I was married to a man who lives about 3 minutes from my parent's house. While I was thrilled to live nearby, I knew sometimes I'd want my distance.
Living close-by means getting to see my family at least once a week without any hassle. We attend the same mosque, generally know the same people, and all our family who live in Michigan live within a 5-10 minute drive.
That also means I cannot stay overnight as often, make shorter visits since I can "go over at anytime I want" theoretically. It's hard to plan things with just my husband and I. We'll get phone calls to go over and visit the parents.

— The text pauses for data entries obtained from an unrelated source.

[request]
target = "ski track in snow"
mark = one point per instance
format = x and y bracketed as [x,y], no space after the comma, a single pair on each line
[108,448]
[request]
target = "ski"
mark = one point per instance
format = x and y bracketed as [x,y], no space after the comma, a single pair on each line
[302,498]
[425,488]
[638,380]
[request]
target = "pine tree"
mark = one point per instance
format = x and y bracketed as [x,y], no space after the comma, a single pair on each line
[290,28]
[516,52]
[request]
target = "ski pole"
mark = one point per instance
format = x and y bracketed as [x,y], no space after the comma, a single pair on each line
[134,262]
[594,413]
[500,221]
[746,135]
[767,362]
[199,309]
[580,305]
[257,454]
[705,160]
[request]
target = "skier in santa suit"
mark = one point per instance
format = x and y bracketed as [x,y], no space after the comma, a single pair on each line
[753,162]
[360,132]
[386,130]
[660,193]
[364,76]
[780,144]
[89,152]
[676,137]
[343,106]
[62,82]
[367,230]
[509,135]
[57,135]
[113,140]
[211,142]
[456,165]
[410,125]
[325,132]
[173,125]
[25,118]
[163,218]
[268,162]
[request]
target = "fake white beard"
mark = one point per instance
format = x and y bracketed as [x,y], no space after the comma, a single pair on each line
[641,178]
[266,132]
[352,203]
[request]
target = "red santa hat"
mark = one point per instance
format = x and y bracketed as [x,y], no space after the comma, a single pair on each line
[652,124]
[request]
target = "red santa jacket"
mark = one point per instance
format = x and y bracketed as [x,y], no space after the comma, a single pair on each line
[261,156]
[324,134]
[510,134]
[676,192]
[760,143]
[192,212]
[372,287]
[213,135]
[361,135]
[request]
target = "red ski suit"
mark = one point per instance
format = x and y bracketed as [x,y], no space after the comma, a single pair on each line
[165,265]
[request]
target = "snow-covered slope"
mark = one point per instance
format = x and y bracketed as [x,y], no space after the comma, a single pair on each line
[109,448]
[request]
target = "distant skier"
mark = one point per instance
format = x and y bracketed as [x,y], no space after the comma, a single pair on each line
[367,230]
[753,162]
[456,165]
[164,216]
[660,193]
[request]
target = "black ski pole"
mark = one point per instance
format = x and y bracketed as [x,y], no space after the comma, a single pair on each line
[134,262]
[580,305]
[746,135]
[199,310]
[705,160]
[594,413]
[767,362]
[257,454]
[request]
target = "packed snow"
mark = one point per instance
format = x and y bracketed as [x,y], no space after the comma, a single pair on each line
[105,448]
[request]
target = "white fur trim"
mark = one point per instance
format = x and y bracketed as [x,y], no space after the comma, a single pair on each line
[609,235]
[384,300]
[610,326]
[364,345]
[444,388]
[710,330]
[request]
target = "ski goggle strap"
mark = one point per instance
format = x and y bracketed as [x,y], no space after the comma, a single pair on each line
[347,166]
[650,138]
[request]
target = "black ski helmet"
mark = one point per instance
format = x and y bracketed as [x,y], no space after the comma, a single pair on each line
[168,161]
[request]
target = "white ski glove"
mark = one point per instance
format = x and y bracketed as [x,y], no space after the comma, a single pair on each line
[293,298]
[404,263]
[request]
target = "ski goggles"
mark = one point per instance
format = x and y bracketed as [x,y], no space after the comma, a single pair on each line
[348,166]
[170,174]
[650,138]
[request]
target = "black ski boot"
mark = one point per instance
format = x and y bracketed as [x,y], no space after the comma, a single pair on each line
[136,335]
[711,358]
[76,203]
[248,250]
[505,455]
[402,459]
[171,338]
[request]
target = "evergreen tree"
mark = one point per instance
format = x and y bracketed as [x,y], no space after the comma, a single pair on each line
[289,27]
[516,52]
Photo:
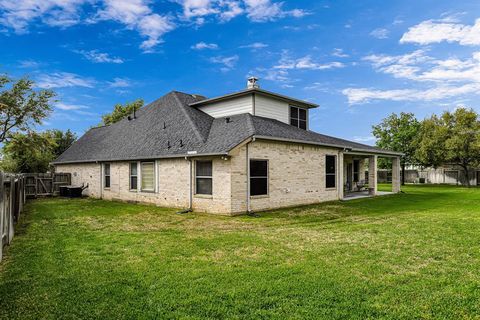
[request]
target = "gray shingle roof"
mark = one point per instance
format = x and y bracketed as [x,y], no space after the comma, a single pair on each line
[170,127]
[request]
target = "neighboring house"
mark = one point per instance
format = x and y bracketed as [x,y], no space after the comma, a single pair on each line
[246,151]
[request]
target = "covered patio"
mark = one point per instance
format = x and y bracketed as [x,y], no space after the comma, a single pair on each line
[359,175]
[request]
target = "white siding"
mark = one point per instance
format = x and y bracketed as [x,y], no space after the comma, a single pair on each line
[229,107]
[272,108]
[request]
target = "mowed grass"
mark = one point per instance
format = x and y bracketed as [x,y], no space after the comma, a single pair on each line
[412,255]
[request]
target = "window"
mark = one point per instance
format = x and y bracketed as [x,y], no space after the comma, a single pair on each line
[148,176]
[258,177]
[203,177]
[330,171]
[298,117]
[133,176]
[106,175]
[356,170]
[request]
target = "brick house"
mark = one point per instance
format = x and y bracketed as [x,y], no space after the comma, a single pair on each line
[246,151]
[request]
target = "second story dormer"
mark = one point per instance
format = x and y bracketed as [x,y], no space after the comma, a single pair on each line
[259,102]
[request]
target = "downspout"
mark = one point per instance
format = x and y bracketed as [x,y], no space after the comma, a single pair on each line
[249,209]
[190,197]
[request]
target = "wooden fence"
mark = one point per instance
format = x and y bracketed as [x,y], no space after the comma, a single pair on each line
[12,200]
[45,184]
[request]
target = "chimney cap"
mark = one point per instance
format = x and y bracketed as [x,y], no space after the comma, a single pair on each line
[252,82]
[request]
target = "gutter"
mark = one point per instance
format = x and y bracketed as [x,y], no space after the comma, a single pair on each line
[383,152]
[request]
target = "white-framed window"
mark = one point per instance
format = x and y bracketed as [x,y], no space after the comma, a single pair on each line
[203,177]
[298,117]
[133,176]
[106,175]
[330,171]
[148,176]
[258,177]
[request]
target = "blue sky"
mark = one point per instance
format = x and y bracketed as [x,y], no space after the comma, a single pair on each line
[360,60]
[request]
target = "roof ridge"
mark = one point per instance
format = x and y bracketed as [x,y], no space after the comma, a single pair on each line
[192,123]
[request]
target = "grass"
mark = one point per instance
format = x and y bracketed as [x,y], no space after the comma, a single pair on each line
[413,255]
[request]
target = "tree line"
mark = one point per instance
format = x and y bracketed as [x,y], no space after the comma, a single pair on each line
[22,110]
[452,138]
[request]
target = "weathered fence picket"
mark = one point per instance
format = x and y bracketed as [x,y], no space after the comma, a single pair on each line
[12,200]
[45,184]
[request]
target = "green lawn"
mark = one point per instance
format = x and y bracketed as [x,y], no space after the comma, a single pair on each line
[413,255]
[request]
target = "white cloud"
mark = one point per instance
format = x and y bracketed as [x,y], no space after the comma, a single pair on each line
[255,46]
[99,57]
[305,63]
[339,53]
[63,80]
[365,95]
[17,15]
[364,139]
[120,83]
[203,45]
[380,33]
[439,79]
[435,31]
[227,62]
[225,10]
[265,10]
[137,15]
[70,107]
[28,64]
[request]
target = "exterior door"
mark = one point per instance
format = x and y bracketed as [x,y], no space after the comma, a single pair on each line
[349,176]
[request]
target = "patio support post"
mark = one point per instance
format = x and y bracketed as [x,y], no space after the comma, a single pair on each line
[396,174]
[372,175]
[340,168]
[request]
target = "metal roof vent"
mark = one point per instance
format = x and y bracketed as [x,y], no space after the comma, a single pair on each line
[252,83]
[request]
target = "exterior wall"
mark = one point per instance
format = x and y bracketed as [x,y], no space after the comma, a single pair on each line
[84,173]
[229,107]
[272,108]
[172,184]
[296,175]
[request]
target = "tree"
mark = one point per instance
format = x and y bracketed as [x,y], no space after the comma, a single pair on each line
[121,111]
[453,138]
[30,152]
[398,133]
[63,140]
[21,106]
[33,152]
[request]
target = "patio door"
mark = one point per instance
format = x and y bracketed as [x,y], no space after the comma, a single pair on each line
[349,176]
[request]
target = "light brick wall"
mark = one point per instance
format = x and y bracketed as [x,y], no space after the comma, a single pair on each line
[173,188]
[84,173]
[296,175]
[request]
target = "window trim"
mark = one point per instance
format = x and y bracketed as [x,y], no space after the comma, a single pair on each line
[105,176]
[356,172]
[329,174]
[267,177]
[196,193]
[130,176]
[290,106]
[141,175]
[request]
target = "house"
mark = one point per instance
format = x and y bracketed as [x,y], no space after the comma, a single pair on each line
[246,151]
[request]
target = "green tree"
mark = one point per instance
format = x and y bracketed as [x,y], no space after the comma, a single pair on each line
[398,133]
[33,152]
[63,140]
[453,138]
[28,152]
[121,111]
[21,107]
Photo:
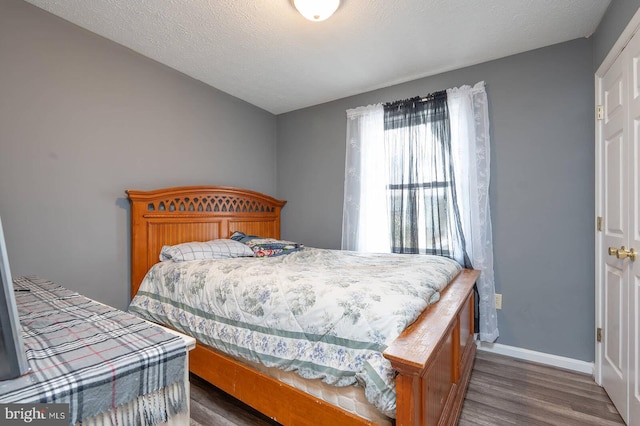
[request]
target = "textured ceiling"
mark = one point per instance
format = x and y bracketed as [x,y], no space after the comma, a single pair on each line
[264,52]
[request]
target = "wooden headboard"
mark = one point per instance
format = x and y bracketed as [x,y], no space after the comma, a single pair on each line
[194,213]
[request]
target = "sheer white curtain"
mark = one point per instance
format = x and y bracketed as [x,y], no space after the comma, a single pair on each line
[468,113]
[365,217]
[365,214]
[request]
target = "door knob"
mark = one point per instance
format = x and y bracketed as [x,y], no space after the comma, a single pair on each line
[623,253]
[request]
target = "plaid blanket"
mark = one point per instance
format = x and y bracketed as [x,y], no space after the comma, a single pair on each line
[94,357]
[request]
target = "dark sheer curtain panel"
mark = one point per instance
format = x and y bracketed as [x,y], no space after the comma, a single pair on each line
[421,189]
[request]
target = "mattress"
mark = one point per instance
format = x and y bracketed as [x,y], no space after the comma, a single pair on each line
[323,314]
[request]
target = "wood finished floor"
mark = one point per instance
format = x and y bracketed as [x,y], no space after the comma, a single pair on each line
[503,391]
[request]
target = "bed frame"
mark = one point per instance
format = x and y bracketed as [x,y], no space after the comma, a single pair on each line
[434,356]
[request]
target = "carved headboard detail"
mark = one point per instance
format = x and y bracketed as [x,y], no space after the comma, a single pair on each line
[194,213]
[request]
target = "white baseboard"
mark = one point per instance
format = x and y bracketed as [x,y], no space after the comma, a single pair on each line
[539,357]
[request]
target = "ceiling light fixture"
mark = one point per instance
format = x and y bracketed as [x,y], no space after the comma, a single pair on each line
[316,10]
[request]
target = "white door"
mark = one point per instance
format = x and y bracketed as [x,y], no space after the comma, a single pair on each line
[617,198]
[633,155]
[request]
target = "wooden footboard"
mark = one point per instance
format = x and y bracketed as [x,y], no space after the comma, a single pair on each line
[433,357]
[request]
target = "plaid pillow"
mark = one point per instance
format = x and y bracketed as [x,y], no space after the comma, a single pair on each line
[214,249]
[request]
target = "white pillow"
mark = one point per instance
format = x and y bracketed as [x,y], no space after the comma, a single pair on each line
[214,249]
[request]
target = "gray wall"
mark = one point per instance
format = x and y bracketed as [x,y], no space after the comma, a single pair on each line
[81,120]
[542,180]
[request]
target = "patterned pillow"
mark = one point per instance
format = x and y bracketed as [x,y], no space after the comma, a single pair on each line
[265,247]
[214,249]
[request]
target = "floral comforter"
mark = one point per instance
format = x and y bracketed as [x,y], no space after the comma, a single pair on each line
[326,314]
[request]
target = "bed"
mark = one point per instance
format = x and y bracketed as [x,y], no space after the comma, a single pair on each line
[433,357]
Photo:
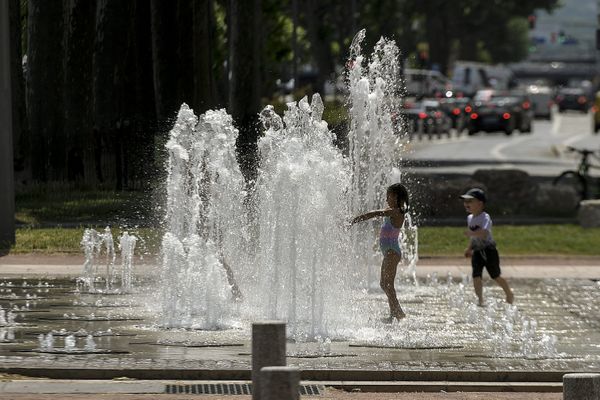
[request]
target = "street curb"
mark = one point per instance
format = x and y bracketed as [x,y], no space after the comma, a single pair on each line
[312,375]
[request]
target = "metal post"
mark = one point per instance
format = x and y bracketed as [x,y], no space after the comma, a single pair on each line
[278,383]
[7,186]
[268,350]
[581,386]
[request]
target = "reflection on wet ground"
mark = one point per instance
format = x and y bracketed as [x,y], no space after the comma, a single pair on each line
[555,326]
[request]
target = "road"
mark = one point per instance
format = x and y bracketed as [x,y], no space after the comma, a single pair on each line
[541,153]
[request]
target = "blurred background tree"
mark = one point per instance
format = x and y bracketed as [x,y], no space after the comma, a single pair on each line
[100,81]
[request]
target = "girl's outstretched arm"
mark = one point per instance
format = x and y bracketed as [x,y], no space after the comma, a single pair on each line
[371,214]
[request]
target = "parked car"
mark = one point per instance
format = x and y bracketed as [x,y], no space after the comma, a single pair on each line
[541,99]
[455,109]
[572,99]
[502,113]
[441,121]
[515,102]
[413,119]
[596,110]
[422,83]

The 3-minute distance is just enough distance to always need a ride (since I don't have my own car), have surprise visits, have to pick up phone calls at odd times to comfort tensions in the house, and get stuck in the middle of my old life as the "mediator."
Sometimes I feel half married. I still play an active role in my former home. I wonder what it'd be like to get away from both sides and start focusing more on myself and my future family.
I think I'll end up lonely (lol).
4 comments:
is it not natural to be discontent?? lol!!! trust me you are lucky to be close to your parents.... think of the time they'd need you to take care of them, illness and such things... had you been away, you'd fell so helpless in not being able to do anything for them....
I think I can understand what you mean. It can be frustrating. But we all want the opposite of what we have and think about the cons of living further away and I'm sure it'll make you feel better, inshaAllah. It's hard balancing both families, May Allah SWT make it easy for you.
Moving about 15-20 minutes is the key. Close enough to visit frequently but far enough to decline random visitations or asking of favors.